Quantizing this yields turns the canonical Poisson bracket relation into the canonical commutation relation $[Q, P] = i\hbar$. This also implies that $[E_a, B_b] \neq 0$, which is huge: this means that states of the photon cannot have definite values for both the electric and magnetic fields simultaneously, just as a quantum mechanical particle state cannot have both a definite position and momentum. Now the fields themselves are operators that depend on space and time as parameters, while the states are now vectors in a Hilbert space defined for a given mode $\vec{k}$, which has been chosen in this case as $\vec{k} = k\vec{e}_z$ for some allowed value of $k$. The raising and lowering operators $a$ and $a^{\dagger}$ can be defined in the usual way but with the substitutions $m \rightarrow 1$, $x \rightarrow Q$, and $p \rightarrow P$. The Hamiltonian then becomes $H = \hbar\omega \cdot \left(a^{\dagger} a + \frac{1}{2} \right)$, where again $\omega = c|\vec{k}|$ for the given mode $\vec{k}$. This means that eigenstates of the Hamiltonian are the usual $|n\rangle$, where $n$ specifies the number of photons which have mode $\vec{k}$ and therefore frequency $\omega$; this is in contrast to the single particle harmonic oscillator eigenstate $|n\rangle$ which specifies that there is only one particle and it has energy $E_n = \hbar \omega \cdot \left(n + \frac{1}{2} \right)$. This makes sense on two counts: for one, photons are bosons, so multiple photons should be able to occupy the same mode, and for another, each photon carries energy $\hbar\omega$, so adding a photon to a mode should increase the energy of the system by a unit of the energy of that mode, and indeed it does. Also note that these number eigenstates are not eigenstates of either the electric or the magnetic fields, just as normal particle harmonic oscillator eigenstates are not eigenstates of either position or momentum. (As an aside, the reason why lasers are called coherent is because they are composed of light in coherent states of a given mode satisfying $a|\alpha\rangle = \alpha \cdot |\alpha\rangle$ where $\alpha \in \mathbb{C}$. These, as opposed to energy/number eigenstates, are physically realizable.)

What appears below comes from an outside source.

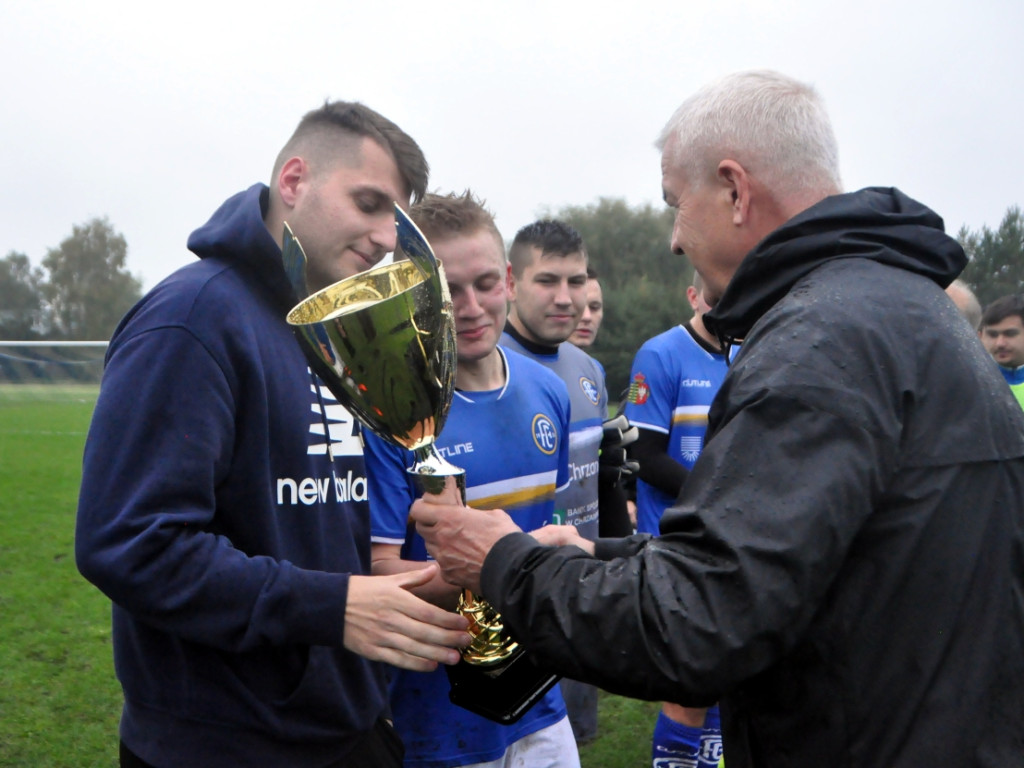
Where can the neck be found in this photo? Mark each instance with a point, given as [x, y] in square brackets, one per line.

So what does this have to do with quantum fluctuations in a cavity? Well, if you notice, just as with the usual quantum harmonic oscillator, this Hamiltonian has a ground state energy above the minimum of the potential given by $\frac{1}{2} \hbar\omega$ for a given mode; this corresponds to having no photons in that mode. Hence, even an electrodynamic vacuum has a nonzero ground state energy. Equally important is the fact that while the mean fields $\langle 0|\vec{E}|0\rangle = \langle 0|\vec{B}|0\rangle = \vec{0}$, the field fluctuations $\langle 0|\vec{E}^2|0\rangle \neq 0$ and $\langle 0|\vec{B}^2|0 \rangle \neq 0$; thus, the electromagnetic fields fluctuate with some nonzero variance even in the absence of photons. This relieves the confusion I was having earlier about why any analysis of the Casimir effect assumes the presence of an electromagnetic field in a cavity by way of nonzero fluctuations even when no photons are present. Just to tie up the loose ends, because the Casimir effect is introduced as having the electromagnetic field in a cavity, the allowed modes are standing waves with wavevectors given by $\vec{k} = k_x \vec{e}_x + k_y \vec{e}_y + \frac{\pi n_z}{l} \vec{e}_z$ where $n_z \in \mathbb{Z}$, assuming that the cavity bounds the fields along $\vec{e}_z$ but the other directions are left unspecified. This means that each different value of $\vec{k}$ specifies a different harmonic oscillator, and each of those different harmonic oscillators is in the ground state in the absence of photons. You'll be hearing more about this in the near future, but for now, thinking through this helped me clear up my basic misunderstandings, and I hope anyone else who was having the same misunderstandings feels more comfortable with this now.